Caelum

Notes

About Caelum

Caelum is a small log of photos Ben takes of the night sky — mostly the Moon, the planets, and the occasional far-away galaxy or nebula. It was made for his nieces and nephews, but it's open to anyone who's curious. Each entry comes with a short, factual description of what's in the frame.

Equipment

The Dwarf 3

The photos here are taken with a Dwarf 3 — a small smart telescope about the size of a lunchbox. Rather than looking through an eyepiece, it stacks hundreds of short exposures so faint targets like distant galaxies gradually emerge above the noise. It runs from a phone app and fits in a backpack, which makes it a low-friction way to do real astronomy from a backyard.

Etymology

Why "Caelum"

Caelum is Latin for "the sky" or "the heavens." It's also the name of a real constellation — a faint one in the southern sky, named after a sculptor's chisel.
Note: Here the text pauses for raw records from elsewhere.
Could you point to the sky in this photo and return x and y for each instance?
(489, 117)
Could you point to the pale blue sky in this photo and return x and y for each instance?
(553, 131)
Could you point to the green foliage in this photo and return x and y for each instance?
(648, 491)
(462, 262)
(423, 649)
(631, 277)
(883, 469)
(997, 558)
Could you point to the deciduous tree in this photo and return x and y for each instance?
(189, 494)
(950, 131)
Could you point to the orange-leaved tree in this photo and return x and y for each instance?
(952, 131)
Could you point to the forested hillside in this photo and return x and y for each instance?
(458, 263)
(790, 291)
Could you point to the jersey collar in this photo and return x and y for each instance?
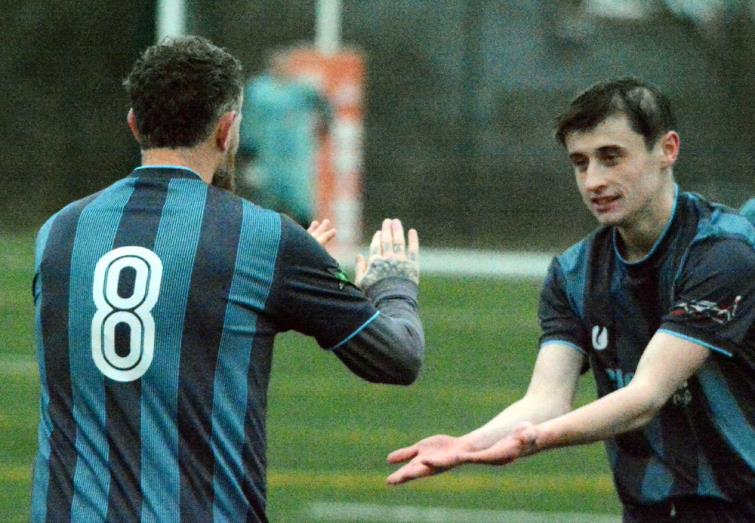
(166, 171)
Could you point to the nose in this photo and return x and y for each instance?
(592, 178)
Most people have never heard of it, which felt like a fitting name for a quiet corner of the internet.

Method

On the descriptions

Each photo's description is generated by an AI model (OpenAI GPT-5.5) using a few facts about the target — name, classification, capture date, and any notes from the session. The aim is to be informative and accurate (distance, scale, composition, notable features) rather than chatty.